This is a curious type of game that’s mostly popular in Germany, or maybe I should say the German-speaking world, for a few examples are Austrian. From their gameplay, these games are puzzle games, relying on logic and contemplation. But additionally, there are arcade concepts like lives and time limits on the levels.
Strictly speaking, these type of game is not a German invention, but a Japanese one. The two earliest instances that I know are two arcade machines, Puzznic and Shisen-Sho Joshiryo-Hen, both from 1989. But these are coin-ops, they have to have these arcade elements or they wouldn’t make their proprietors any money. Japanese puzzle games for home computers (Sokoban, SameGame) are free of them. Germans seem to love this concept as an end in itself.
The two abovementioned arcade machines found followers, and clone makers, mainly and for a while even exclusively in Germany. Puzznic got only few clones and look-alikes, the most remarkable one probably Michael Riedel’s Brix. But there are lots of Shisen-sho games—nearly all of them from Germany, and, as an added curiosity, mainly on Atari platforms.
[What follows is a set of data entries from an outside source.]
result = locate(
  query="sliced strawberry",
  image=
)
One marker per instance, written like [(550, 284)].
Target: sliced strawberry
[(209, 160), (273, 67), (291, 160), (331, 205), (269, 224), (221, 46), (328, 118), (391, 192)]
But new games of this type were created as well. The most remarkable is, I think, Nibbly. It gave a new twist to the Snake/Nibbler concept. In Nibbler, the snake moves through a maze and is therefore in more danger to block its own way. In Nibbly, the maze is completely filled with fruits, the snake will thus grow much faster. You will have to spend a lot of thought on how the maze can be solved. But, even though it was never an arcade machine, time limits and lives are still in place.
Nibbly is an Austrian invention, created by the demo group Cosmos Designs. It started out as a Commodore 64 game, Nibbly ’92. The next year the group ported it, with many enhancements, to Amiga and PC as Super Nibbly. A few years later, it found a shareware clone in Nibbly’96, which is how I came to know and love-hate it.
For as good as any of these games might be, I never understood the idea behind the concept. If you don’t have to keep the player inserting quarters into your machine, why limit his time? Why force him to repeat already solved levels because his lives ran out?